Les agriculteurs de Trans Nzioa dénoncent les bas prix du maïs alors que la saison des récoltes commence : « 10 sacs ne peuvent pas rapporter 30 000 KSh »

Maria

Les agriculteurs de Trans Nzioa dénoncent les bas prix du maïs alors que la saison des récoltes commence : « 10 sacs ne peuvent pas rapporter 30 000 KSh »

Didacus Malowa, journaliste à Togolais.info, apporte plus de trois ans d’expérience dans la couverture de la politique et de l’actualité au Kenya.

Trans Nzoia – Les producteurs de maïs ont déploré la faiblesse des prix du maïs alors qu’ils commencent la saison des récoltes.

Actuellement, 90 kg de maïs sec se négocient à 2 500 KSh, ce que les agriculteurs jugent trop bas.

Ils disent qu’ils ne peuvent pas rembourser l’investissement qu’ils ont fait en janvier et demandent maintenant au gouvernement de les protéger de la faiblesse actuelle des prix.

Togolais.info a établi le prix actuel du marché pour 90 kg de maïs comme le plus bas depuis quatre ans.

L’année dernière, le National Cereals and Produce Board (NCPB) a acheté du maïs aux agriculteurs pour 4 200 KSh le sac de 90 kg.

Cependant, cette année, le NCPB n’a pas encore annoncé de nouveaux prix pour le maïs. Selon les agriculteurs, le silence a fait craindre de vendre le maïs à un prix défiant toute concurrence.

Stephen Mugo, un producteur de maïs du quartier de Keiyo, dans la circonscription de Kwanza, a noté que si le gouvernement ne peut pas intervenir, alors la plupart des agriculteurs pourraient être convaincus d’essayer une autre option agricole.
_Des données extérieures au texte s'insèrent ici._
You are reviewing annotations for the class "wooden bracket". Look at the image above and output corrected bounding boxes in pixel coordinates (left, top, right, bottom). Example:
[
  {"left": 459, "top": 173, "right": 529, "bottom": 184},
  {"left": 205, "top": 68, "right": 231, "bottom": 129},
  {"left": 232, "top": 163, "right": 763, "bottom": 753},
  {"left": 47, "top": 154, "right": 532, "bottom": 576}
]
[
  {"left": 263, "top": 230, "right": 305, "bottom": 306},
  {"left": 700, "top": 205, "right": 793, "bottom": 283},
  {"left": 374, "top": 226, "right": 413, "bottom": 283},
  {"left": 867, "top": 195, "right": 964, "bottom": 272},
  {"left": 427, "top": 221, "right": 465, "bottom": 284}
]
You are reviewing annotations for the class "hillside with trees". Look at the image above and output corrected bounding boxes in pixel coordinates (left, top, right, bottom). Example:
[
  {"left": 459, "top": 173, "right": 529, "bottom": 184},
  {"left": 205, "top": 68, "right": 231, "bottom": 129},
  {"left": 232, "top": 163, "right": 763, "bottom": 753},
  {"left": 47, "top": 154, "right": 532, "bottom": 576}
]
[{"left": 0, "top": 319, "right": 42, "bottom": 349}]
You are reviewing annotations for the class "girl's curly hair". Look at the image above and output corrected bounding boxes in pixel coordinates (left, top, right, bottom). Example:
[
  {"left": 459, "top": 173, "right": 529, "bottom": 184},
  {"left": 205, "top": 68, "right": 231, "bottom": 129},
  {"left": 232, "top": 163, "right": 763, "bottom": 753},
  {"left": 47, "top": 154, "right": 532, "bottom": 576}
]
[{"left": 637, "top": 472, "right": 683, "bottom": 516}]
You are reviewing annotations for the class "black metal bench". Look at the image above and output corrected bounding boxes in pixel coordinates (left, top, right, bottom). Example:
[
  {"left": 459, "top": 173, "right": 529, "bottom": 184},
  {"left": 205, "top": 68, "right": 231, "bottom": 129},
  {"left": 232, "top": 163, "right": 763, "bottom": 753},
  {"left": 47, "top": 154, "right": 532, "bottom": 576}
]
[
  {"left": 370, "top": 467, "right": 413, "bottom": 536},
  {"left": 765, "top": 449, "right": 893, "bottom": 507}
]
« C’est grave. À l’heure actuelle, les courtiers rachètent le maïs à un prix dérisoire. À l’heure actuelle, même 10 sacs ne peuvent pas vous rapporter 30 000 KSh. Ce gouvernement a rendu tout plus coûteux au point de devenir une dépense agricole », a déclaré Mugo.
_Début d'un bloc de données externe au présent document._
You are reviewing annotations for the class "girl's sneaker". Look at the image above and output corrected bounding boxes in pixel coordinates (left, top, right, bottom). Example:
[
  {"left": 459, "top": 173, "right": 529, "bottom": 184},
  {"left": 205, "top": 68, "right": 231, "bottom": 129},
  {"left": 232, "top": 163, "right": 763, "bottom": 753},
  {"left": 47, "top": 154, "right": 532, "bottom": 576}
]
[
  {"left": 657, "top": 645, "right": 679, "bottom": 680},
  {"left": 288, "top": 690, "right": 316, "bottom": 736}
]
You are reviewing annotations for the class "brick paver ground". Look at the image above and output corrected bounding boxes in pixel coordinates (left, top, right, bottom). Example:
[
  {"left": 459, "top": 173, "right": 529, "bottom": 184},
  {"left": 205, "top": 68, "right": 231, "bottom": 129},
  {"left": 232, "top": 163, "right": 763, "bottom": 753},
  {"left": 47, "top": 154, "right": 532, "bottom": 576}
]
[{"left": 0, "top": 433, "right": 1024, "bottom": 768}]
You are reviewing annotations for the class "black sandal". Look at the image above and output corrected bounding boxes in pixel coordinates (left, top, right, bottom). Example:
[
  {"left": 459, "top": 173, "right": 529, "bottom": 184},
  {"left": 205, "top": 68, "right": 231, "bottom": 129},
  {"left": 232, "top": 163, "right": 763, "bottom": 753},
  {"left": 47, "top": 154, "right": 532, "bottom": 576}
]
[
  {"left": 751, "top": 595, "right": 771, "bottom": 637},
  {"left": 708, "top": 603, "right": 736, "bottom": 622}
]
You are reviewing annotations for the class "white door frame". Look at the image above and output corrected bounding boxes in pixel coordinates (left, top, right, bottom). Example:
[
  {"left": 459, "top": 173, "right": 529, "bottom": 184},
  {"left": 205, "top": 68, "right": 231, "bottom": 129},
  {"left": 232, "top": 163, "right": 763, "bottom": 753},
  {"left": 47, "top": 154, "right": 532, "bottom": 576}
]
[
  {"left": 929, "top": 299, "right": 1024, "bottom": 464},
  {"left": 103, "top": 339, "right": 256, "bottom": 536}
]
Comment les agriculteurs de Trans Nzoia luttent-ils

De passage à Kobos, toujours à Kwanza, Chesang Melly a demandé aux agriculteurs de ne pas vendre de maïs aux courtiers et d’attendre un peu que le NCPB annonce de nouveaux prix du maïs.
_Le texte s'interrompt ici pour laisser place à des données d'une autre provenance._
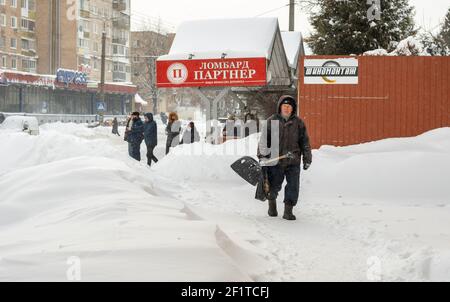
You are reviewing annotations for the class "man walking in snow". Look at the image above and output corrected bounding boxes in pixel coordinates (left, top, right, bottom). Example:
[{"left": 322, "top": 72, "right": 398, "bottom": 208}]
[
  {"left": 258, "top": 96, "right": 312, "bottom": 220},
  {"left": 126, "top": 112, "right": 144, "bottom": 161},
  {"left": 112, "top": 117, "right": 120, "bottom": 136},
  {"left": 144, "top": 113, "right": 158, "bottom": 166}
]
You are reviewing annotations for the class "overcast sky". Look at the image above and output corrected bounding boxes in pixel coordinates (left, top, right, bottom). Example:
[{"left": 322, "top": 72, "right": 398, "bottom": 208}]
[{"left": 131, "top": 0, "right": 450, "bottom": 36}]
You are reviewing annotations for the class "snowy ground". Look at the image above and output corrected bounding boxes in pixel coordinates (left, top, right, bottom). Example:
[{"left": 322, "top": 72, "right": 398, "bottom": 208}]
[{"left": 0, "top": 124, "right": 450, "bottom": 281}]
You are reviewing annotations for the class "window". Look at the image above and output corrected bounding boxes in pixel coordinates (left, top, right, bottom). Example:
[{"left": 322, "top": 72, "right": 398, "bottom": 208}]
[
  {"left": 78, "top": 39, "right": 89, "bottom": 49},
  {"left": 22, "top": 59, "right": 36, "bottom": 71},
  {"left": 28, "top": 0, "right": 36, "bottom": 11},
  {"left": 21, "top": 19, "right": 35, "bottom": 31},
  {"left": 11, "top": 58, "right": 17, "bottom": 69},
  {"left": 0, "top": 14, "right": 6, "bottom": 27},
  {"left": 11, "top": 17, "right": 17, "bottom": 28}
]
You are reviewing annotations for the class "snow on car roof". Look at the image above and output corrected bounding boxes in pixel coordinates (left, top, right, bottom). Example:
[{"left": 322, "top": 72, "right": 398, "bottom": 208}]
[
  {"left": 281, "top": 31, "right": 302, "bottom": 68},
  {"left": 159, "top": 18, "right": 278, "bottom": 60}
]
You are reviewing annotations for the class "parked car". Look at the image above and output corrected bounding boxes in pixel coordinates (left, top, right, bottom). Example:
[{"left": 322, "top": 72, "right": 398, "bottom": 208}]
[{"left": 0, "top": 116, "right": 39, "bottom": 135}]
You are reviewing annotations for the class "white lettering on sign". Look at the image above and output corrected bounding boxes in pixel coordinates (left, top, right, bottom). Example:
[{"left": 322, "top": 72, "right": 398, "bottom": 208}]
[
  {"left": 167, "top": 63, "right": 188, "bottom": 84},
  {"left": 194, "top": 61, "right": 256, "bottom": 81}
]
« Nous ne devons pas oublier que le labourage des fermes coûtait entre 3 500 KSh et 4 000 KSh en mars. Rappelons-le, rappelons-nous que le coût des engrais est toujours insupportable pour les agriculteurs si l’on considère que nous pouvons pousser le gouvernement à nous mettre en garde contre les prix bas. » il a dit

Les commerçants de maïs se sont également plaints de la faiblesse de l’offre en raison de la réticence des agriculteurs à vendre du maïs en raison du faible revenu provenant de l’aliment stable préféré des Kenyans.

Eunice Wamboi, une commerçante de maïs de la ville de Kitale, affirme que l’offre de maïs est faible, ce qui les oblige à engager des coûts supplémentaires pour se rendre dans des zones reculées, au moins pour acheter aux petits agriculteurs.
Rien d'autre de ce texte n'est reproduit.